Madame Hoda FEREIDOUNI soutiendra sa these intitulée “L’accès au marché interne des médicaments : étude comparée de droits français et iranien » le 26 septembre 2022 à 14h à l’Université de Bourgogne – UFR Droit et Sciences Economique et Politique (DSEP)  (salle pas encore attribuée) – 4 Boulevard Gabriel – 21000 DIJON

L’accès au marché interne des médicaments : étude comparée de droits français et iranien

Résumé

L’accès au médicament s’opère principalement et depuis des décennies par le biais du commerce. L’enjeu international est tel qu’il est indispensable que chaque État dispose de règles intérieures régissant le commerce des médicaments, tout comme il est nécessaire d’assurer soit des règles propres au commerce international, soit d’assurer une harmonisation des différentes réglementations. Les États-Unis et l’Europe ont pris ces voies et édictent des réglementations cohérentes qui leur sont favorables. Elles concernent à la fois l’importation, l’exportation, la distribution des médicaments et enfin les investissements dans le secteur pharmaceutique. En parallèle, certains pays en développement souffrent de l’absence de cadre législatif. Il est devenu indispensable aujourd’hui pour un État qui souhaite se développer d’avoir un véritable cadre législatif cohérent avec les réglementations édictées par les géants du marché. Pour une meilleure efficacité, un tel développement doit toutefois permettre de garantir une harmonisation au niveau international afin de simplifier l’investissement et le commerce dans le milieu pharmaceutique.

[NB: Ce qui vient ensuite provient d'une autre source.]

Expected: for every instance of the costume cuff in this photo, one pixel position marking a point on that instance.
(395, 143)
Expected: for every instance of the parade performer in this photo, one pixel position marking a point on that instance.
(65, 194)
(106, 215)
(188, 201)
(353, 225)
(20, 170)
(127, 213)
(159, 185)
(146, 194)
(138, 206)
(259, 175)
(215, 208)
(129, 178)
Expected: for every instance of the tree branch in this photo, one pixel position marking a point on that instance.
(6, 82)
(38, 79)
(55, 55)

La France a toujours été l’un des meilleurs partenaires économiques de l’Iran pour le commerce des médicaments et en matière d’investissement en bénéficiant de réglementations incitatives et cohérentes au plan interne tandis que l’Iran a toujours souffert d’incohérences dans sa réglementation. De plus, étant donné que le commerce des médicaments en Iran est un monopole du secteur public, les recherches juridiques dans ce domaine sont rares ce qui empêche le secteur privé d’obtenir les informations pratiques nécessaires à son développement. Plus précisément, le manque d’infrastructures précises et l’incurie des gouvernements successifs ont généré bien des problèmes.

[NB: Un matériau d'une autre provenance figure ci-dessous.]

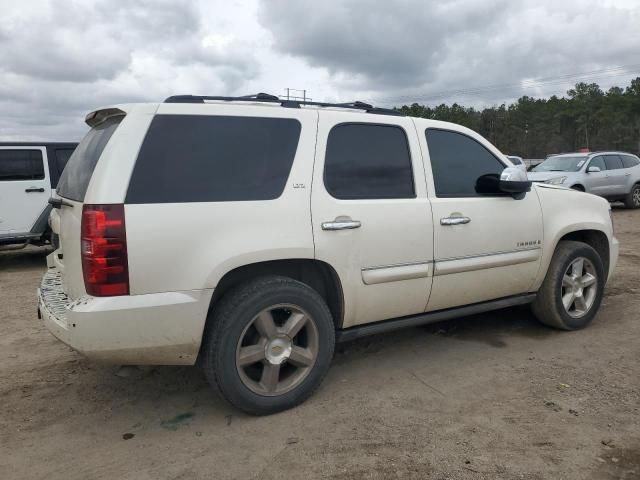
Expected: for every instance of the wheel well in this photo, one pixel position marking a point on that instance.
(318, 275)
(597, 240)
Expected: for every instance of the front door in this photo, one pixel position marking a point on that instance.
(485, 247)
(371, 215)
(24, 188)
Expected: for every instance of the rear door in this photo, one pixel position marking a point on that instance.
(371, 215)
(24, 188)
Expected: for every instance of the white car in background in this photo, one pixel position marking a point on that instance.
(612, 175)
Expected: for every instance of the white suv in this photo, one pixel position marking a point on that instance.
(250, 234)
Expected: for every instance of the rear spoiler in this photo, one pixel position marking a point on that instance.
(98, 116)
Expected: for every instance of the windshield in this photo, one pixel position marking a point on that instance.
(561, 164)
(75, 177)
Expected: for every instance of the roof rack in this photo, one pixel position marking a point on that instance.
(267, 98)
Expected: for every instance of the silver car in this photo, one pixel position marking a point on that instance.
(612, 175)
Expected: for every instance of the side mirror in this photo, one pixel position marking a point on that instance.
(513, 181)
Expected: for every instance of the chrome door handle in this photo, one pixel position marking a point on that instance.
(341, 224)
(454, 220)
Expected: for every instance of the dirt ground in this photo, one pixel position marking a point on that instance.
(490, 396)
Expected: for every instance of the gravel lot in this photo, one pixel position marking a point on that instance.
(489, 396)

Les réglementations de la commercialisation de médicaments et de l’investissement français sont désormais celle de l’UE, de sorte que l’analyse de ces dernières s’impose, d’autant qu’en en raison des effets négatifs des embargos imposés à l’Iran par les États-Unis, l’analyse des réglementations du commerce de médicament devrait permettre d’envisager la commercialisation de médicament sous l’aspect humanitaire. Les sanctions américaines ne visent pas directement le commerce des médicaments, mais les interdictions de réaliser des opérations financières en Iran ont causés des dommages indirects tels que des retards d’ordre technologiques et d’accès aux médicaments. À ce jour, les patients souffrent quotidiennement de l’absence de technologies et d’accès aux médicaments. Sans une réglementation cohérente encourageant la recherche scientifique et la diffusion de ses résultats, l’entrée de nouvelles technologies et l’importation des médicaments qui ne peuvent pas être fabriqués en Iran sont difficiles et parfois impossible.

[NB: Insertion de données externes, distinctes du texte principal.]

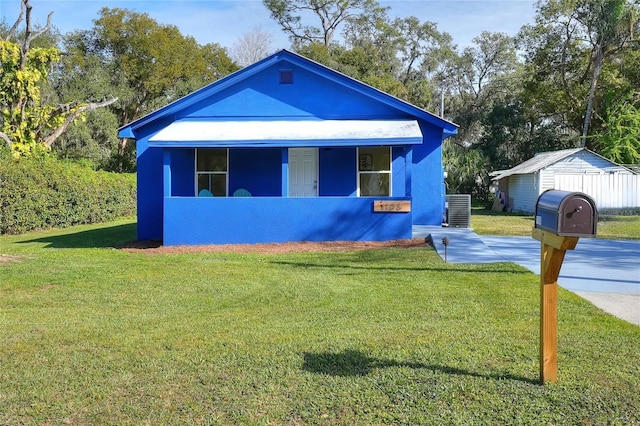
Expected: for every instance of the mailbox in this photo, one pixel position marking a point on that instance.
(564, 213)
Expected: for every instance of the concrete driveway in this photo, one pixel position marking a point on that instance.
(605, 272)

Nous avons remarqué lors de nos recherches à plusieurs reprises que les investisseurs étrangers et notamment français été intéressés par le marché iranien. Il est donc pertinent d’élaborer une réflexion de droit comparé sur ce point, ce qui constituera l’intérêt premier de ce travail de recherche. Les législations françaises et européennes nous serviront de point de départ, de point d’appui et de point de comparaison.